Technology: - The technological enabler transforms your technological problem from something that requires deep training, intuition, and iteration to resolve, into a problem that can be addressed in a predictable, rules-based way. Diagnostic abilities in healthcare are the technological enablers of disruption in health care. Precise definition of the problem, in this and in every industry, is a prerequisite to the development of a predictably effective solution. It is similar to the innovation of EMR that simplified the revenue cycle management and physician reimbursement issues via medical billing and coding, which further developed into specialty billing.

Innovation: - Around three decades ago, business model innovation was common in health care. When the technological enablers for the diagnosis and treatment of infectious diseases emerged, most patient care was transferred away from hospitals to doctors’ offices. However, business model innovation has stalled in the last three decades. Healthcare regulations and physician reimbursement systems are currently trap in high-cost venues. Most of this care could be provided in lower-cost, more convenient business models. Such disruptions fail as they lack new value networks that combine business models into coherent ecosystems that allow them to disrupt their predecessors.

Three vital learning’s from the history of disruptive innovation are particularly important in the disruption of health care.

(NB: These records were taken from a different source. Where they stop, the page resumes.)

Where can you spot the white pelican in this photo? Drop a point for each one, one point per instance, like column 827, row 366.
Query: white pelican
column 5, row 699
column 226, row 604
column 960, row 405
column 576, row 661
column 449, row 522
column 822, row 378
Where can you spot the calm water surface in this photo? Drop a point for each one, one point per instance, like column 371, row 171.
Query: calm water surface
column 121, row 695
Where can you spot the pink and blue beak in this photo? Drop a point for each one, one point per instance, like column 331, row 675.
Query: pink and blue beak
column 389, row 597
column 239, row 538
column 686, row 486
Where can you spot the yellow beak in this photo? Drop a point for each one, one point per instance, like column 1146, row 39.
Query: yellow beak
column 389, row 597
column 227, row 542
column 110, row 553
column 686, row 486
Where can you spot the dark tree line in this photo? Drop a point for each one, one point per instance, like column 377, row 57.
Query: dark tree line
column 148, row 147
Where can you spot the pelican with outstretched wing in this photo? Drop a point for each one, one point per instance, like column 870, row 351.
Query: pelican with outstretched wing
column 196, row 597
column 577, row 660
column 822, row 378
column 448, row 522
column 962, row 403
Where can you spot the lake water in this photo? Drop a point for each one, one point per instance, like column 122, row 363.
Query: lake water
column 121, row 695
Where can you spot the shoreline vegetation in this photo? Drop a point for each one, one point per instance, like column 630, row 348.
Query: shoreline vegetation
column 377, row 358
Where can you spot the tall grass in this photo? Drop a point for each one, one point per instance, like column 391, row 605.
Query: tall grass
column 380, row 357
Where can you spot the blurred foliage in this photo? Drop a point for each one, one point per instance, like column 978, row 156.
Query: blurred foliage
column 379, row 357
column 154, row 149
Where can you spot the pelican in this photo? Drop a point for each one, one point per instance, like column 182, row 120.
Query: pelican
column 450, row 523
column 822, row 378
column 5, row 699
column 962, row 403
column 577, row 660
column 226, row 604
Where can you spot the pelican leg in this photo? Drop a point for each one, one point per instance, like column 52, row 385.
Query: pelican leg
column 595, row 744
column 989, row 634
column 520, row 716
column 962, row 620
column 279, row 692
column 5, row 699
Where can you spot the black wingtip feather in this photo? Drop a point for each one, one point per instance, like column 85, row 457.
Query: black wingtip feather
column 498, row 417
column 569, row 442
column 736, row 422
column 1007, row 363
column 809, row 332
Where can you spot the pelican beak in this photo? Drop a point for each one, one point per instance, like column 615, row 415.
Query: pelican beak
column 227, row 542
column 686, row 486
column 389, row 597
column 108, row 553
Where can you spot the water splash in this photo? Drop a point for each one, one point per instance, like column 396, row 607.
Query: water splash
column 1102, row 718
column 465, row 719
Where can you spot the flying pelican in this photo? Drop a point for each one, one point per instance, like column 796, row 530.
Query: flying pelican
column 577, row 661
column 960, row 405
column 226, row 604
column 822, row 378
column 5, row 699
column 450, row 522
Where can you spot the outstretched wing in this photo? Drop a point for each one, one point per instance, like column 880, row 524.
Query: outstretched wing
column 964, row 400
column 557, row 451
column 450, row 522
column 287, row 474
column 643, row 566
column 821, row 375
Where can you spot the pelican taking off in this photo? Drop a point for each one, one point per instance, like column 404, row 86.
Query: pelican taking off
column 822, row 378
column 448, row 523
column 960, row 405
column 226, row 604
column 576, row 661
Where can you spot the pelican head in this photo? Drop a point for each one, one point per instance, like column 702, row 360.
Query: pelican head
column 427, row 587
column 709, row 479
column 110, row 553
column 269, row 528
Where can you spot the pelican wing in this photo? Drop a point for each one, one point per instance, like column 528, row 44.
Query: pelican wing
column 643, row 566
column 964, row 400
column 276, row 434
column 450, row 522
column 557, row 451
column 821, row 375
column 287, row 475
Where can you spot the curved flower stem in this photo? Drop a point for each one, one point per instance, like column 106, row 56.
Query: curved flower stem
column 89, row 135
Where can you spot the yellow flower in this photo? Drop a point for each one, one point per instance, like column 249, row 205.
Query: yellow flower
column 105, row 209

  • The first is that while the technological enablers almost always emerge from the laboratories of leading institutions in the industry, the business model innovations do not. Almost always these are forged by new entrants to the industry. Healthcare regulators must beware, therefore, of attempts by the leading institutions to outlaw business model innovation. Regulation should facilitate it. What is in the interest of society most often does not coincide with the self-perceived interests of the leading institutions.
  • The second critical learning is that disruption rarely happens piecemeal, where stand-alone disruptions are plugged into the existing value network of an industry. Hence, disruptive business models such as value-adding process clinics, retail clinics, and facilitated networks must be married with disruptive innovations in insurance and reimbursement in order to reap the full impact in cost and accessibility. At the outset, merging medical billing and specialty billing together will require a much higher degree of integration than has been the norm in the health-care industry. Even though it looks difficult, it would be good if providers need to disrupt themselves.
  • Lastly, all of us have witnessed the pervasive pattern in every industry that has been transformed through disruption. This same pattern characterizes what has happened to date with disruptive initiatives in health care. The energies, talent, and resources of the leading organizations in an established healthcare system always are absorbed in improving their best products, which are sold to address the most demanding applications in the industry.


Because the high end of most markets is where the most attractive profits are made, serving the most profitable customers. When a disruptive technological enabler arises, the leaders in the industry disparage and discourage it because. The reason given is its orientation toward simplicity and accessibility. They need to remember and understand that disruption just isn’t capable of solving the complicated problems that define the world in which the leading experts work.

Keep in mind that Health care is no different. Disruption in health care requires moving the simplest procedures now performed in expensive hospitals to outpatient clinics, solo clinics, and patients’ homes.